SELECT * FROM articles WHERE content MATCH 'hello' USING ANALYZER standard;
SELECT * FROM articles WHERE content MATCH 'hello' USING ANALYZER none;
SELECT * FROM articles WHERE content MATCH 'Hello' USING ANALYZER chinese;

Adding an Index to an Existing Table

-- Add a new index that uses a different tokenizer
ALTER TABLE articles ADD INDEX idx_content_chinese (content)
USING INVERTED PROPERTIES("parser" = "chinese");

-- Wait for the schema change to complete
SHOW ALTER TABLE COLUMN WHERE TableName='articles';

Building an Index

After adding an index, you must build the index for existing data:

-- Build a specific index (non-cloud mode)
BUILD INDEX idx_content_chinese ON articles;

-- Build all indexes (cloud mode)
BUILD INDEX ON articles;

-- Check the build progress
SHOW BUILD INDEX WHERE TableName='articles';

Key Notes

  1. Tokenizer identity: two tokenizers with the same tokenizer and token_filter configuration are considered identical. You cannot create multiple indexes on the same column that share the same tokenizer identity.
  2. Index selection behavior:
    • When USING ANALYZER is specified, the index for the specified tokenizer is used if it exists and has been built.
    • If the index is not built, the query falls back to the non-index path (results are correct, but performance is slower).
    • When USING ANALYZER is not specified, any available index may be used.
  3. Performance considerations:
    • Each additional index increases storage space and write overhead.
    • Choose tokenizers based on your actual query patterns.
    • If your query patterns are predictable, consider using fewer indexes.

Management and Maintenance

View

SHOW INVERTED INDEX TOKENIZER;
SHOW INVERTED INDEX TOKEN_FILTER;
SHOW INVERTED INDEX ANALYZER;

Delete

DROP INVERTED INDEX TOKENIZER IF EXISTS x_tokenizer;
DROP INVERTED INDEX TOKEN_FILTER IF EXISTS x_token_filter;
DROP INVERTED INDEX ANALYZER IF EXISTS x_analyzer;

Complete Examples

Example 1: Phone Number Prefix Matching

Use edge_ngram to generate all prefix fragments of a phone number, enabling search-as-you-type.

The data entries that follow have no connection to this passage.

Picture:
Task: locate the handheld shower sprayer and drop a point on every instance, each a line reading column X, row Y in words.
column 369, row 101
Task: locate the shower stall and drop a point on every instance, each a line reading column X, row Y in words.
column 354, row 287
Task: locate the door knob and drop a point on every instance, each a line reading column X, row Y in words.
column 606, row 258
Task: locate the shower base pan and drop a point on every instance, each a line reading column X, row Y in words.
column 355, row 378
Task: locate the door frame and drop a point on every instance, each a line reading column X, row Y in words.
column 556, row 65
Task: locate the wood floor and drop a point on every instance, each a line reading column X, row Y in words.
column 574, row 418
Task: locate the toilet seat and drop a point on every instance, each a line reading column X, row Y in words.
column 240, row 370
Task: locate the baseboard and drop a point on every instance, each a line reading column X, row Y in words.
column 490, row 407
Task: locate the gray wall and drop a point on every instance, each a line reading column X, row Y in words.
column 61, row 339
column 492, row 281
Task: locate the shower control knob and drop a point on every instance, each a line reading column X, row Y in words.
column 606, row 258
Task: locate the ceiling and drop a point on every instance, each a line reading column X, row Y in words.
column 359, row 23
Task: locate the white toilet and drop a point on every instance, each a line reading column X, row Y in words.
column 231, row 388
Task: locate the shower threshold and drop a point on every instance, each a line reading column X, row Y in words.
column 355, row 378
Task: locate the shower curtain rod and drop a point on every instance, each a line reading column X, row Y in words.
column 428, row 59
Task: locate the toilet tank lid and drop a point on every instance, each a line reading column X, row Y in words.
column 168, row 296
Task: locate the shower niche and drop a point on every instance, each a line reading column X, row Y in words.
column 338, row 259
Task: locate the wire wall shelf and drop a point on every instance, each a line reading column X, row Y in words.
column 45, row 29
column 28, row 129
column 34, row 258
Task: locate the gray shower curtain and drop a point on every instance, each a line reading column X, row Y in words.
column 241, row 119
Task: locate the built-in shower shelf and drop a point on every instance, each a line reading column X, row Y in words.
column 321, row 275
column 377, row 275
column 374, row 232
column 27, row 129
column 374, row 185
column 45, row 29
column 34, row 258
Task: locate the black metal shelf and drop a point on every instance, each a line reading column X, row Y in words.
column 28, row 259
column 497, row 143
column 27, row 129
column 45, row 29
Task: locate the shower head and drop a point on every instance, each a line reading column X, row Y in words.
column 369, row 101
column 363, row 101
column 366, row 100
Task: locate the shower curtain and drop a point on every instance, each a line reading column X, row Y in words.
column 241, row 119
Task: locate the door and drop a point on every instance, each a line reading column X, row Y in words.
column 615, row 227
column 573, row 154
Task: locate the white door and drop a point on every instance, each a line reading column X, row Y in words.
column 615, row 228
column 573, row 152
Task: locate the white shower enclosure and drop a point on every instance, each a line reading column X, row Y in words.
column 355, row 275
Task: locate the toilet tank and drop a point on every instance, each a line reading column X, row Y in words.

CREATE INVERTED INDEX TOKENIZER IF NOT EXISTS edge_ngram_phone_number_tokenizer
PROPERTIES
(
"type" = "edge_ngram",
"min_gram" = "3",
"max_gram" = "10",
"token_chars" = "digit"
);

CREATE INVERTED INDEX ANALYZER IF NOT EXISTS edge_ngram_phone_number
PROPERTIES
(
"tokenizer" = "edge_ngram_phone_number_tokenizer"
);

CREATE TABLE tbl (
`a` bigint NOT NULL AUTO_INCREMENT(1),
`ch` text NULL,
INDEX idx_ch (`ch`) USING INVERTED PROPERTIES("support_phrase" = "true", "analyzer" = "edge_ngram_phone_number")
) ENGINE=OLAP
DUPLICATE KEY(`a`)
DISTRIBUTED BY RANDOM BUCKETS 1
PROPERTIES (
"replication_allocation" = "tag.location.default: 1"
);

SELECT tokenize('13891972631', '"analyzer"="edge_ngram_phone_number"');

Result:

[
{"token":"138"},
{"token":"1389"},
{"token":"13891"},
{"token":"138919"},
{"token":"1389197"},
{"token":"13891972"},
{"token":"138919726"},
{"token":"1389197263"}
]

Example 2: Fine-Grained Tokenization for Complex English Text

Use the standard tokenizer together with word_delimiter for finer-grained tokenization, plus case normalization and ASCII folding.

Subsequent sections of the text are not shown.